Richard Hammond via Metropolis
I love the work of Cliff Kuang over at Fast Company, and we usually agree about design. But I loved the Aandeboom flatpack treehouse that he calls a design crime, and he likes these so-called shipping container cabins by Gensler on Catalina Island, titling his post "Leave No Trace: Boy Scouts Get Shipping-Container Cabins in California "
Where do I start? Perhaps with those monster two foot diameter sonotube foundations. Sure, you can take the shipping containers away, but those eight foundations leave one big honking concrete trace.
And then there are the shipping containers, a bare shadow of their former selves, with the roof, a full side and one door removed, what is left? two steel walls, then lined with some unknown material and probably insulation because when the sun shines the steel is too hot to touch. And rubber flooring so that nobody will get slivers.
Oh, but Metropolis says it has natural ventilation. Of course it does; IT'S A TENT. With two solid sides. You can't even close it up for security, two of the doors and all of the windows are now canvas.

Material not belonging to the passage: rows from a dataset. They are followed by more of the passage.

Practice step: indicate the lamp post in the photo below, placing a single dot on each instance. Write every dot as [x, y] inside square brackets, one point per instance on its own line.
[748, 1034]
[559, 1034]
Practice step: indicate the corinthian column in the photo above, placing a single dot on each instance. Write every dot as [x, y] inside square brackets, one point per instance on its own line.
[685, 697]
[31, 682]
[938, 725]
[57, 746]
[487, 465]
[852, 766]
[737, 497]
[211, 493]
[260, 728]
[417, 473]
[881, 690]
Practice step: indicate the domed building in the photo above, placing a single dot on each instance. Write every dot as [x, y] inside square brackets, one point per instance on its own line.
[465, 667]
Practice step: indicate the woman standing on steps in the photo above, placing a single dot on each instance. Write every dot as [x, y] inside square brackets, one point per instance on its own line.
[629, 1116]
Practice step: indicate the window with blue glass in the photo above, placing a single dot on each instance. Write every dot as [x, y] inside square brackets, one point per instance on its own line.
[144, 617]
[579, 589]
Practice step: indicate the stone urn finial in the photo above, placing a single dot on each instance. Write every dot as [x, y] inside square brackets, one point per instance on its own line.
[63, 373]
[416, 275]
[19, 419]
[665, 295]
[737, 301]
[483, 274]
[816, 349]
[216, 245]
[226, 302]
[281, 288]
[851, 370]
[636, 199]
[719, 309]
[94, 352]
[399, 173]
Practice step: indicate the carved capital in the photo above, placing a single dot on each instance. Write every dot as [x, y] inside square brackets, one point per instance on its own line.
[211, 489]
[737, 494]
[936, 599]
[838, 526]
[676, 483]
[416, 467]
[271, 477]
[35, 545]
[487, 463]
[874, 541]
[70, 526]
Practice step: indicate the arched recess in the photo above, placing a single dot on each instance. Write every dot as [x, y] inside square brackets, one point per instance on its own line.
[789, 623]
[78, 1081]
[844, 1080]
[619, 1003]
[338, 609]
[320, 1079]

Sorry, Cliff, I prefer the "dark, flea-bitten cabins" of my childhood; at least they were the real thing, instead of a pastiche of a wall from here and a roof from there, doing its best to pretend it is anything but a shipping container, which even the architect Richard Hammond thought was "too much of a box." It is about time for architects to face up to the reality that shipping containers are designed for freight, not people, and by the time you adapt them to people there is barely any shipping container left.
And if you want to "leave no trace," lose the vestigial two walls of the container and just put up a tent. They don't need foundations.
So who is calling what a design crime?
And I STILL think this Flatpack Treehouse is a Dutch Treat.